Hannaford: Some Food’s Just Super
By DONNA GOODISON
Hannaford Bros. Co. is giving star power to its healthier grocery products.
The supermarket chain will roll out a new system that rates food products’ nutritional content based on a star system.
The “3 Stars to Better Health” program aims to help consumers make healthier choices without having to read and understand product nutritional labels.
The stars will be placed on the shelf price stickers below products, according to a Hannaford customer panel, which tested the program with consumers.
Foods with little or no nutritional value will receive no stars, while one star will go to better-than-average foods with good nutritional value. Products with even better nutritional value that are low in fat, salt and calories will get two stars.
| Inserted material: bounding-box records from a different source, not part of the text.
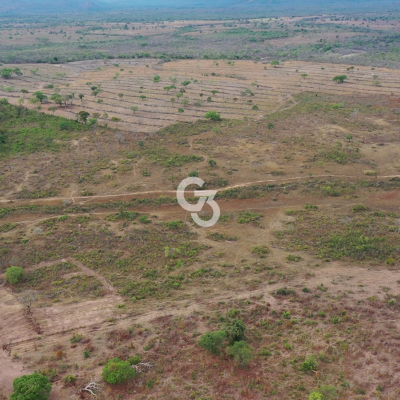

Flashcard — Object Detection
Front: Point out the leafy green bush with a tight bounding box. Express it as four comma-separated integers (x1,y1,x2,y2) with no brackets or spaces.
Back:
301,355,318,372
251,245,269,257
6,267,25,285
199,331,226,354
351,204,369,212
224,318,246,344
309,385,339,400
64,375,76,385
276,287,294,296
227,340,254,367
10,372,52,400
102,358,136,385
204,111,221,121
237,211,261,224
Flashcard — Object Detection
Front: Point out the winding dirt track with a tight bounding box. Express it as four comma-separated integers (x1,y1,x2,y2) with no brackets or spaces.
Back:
0,174,400,207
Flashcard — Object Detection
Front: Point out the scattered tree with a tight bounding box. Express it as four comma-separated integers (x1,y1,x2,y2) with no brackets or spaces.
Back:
332,75,347,83
10,372,52,400
102,358,136,385
76,111,90,124
227,340,254,367
204,111,221,121
0,68,22,79
18,289,38,314
224,318,246,344
6,267,25,285
199,331,226,354
33,92,47,104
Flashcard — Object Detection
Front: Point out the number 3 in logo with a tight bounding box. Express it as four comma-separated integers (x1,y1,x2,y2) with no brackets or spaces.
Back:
176,178,221,228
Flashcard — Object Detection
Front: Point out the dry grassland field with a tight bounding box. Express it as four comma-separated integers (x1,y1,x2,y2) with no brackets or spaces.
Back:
0,4,400,400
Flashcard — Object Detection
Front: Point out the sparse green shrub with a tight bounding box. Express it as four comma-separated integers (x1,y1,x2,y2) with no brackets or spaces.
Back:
251,245,270,257
286,254,302,262
64,375,76,385
204,111,221,121
276,287,294,296
301,355,318,372
224,318,246,344
310,385,339,400
199,331,227,354
237,211,262,224
227,340,254,367
351,204,369,212
6,267,25,285
10,372,52,400
102,358,136,385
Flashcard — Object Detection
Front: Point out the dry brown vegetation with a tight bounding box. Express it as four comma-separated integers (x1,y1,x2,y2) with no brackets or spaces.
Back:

The top rating will be reserved for what Hannaford calls “super foods” – those “naturally loaded with the best nutrients.”
“Our stars are based on nutritional guidelines developed by nutrition experts and endorsed by national health advocates,” the company said in the e-mail survey.
Unclear at this point: How manufacturers will react to poor nutritional ratings of their products. Food makers typically pay slotting fees to get prime shelf space in supermarkets.
That relationship appears to be a potential conflict with a rating system based on quality, as measured by nutritional value.
Scarborough, Maine-based Hannaford, which has 145 supermarkets, didn’t return calls from the Herald.
The Hannaford program comes with a responsibility to ensure products are properly evaluated, said Bob Vosburgh, an editor at Supermarket News magazine.
“If consumers start changing their buying habits because of that, even a little bit, that’s a pretty significant shift in the way that a retailer can relate to their shoppers instead of throwing coupons, promotions and buy-one-get-one-free offers at them,” he said.
But the Food Products Association says consumers are best-served by reading products’ nutritional panels.
“We question anything that takes consumers’ attention away from that information, because that really tells consumers what’s in a product,” said Tim Willard, spokesman for the Washington, D.C.- based trade group.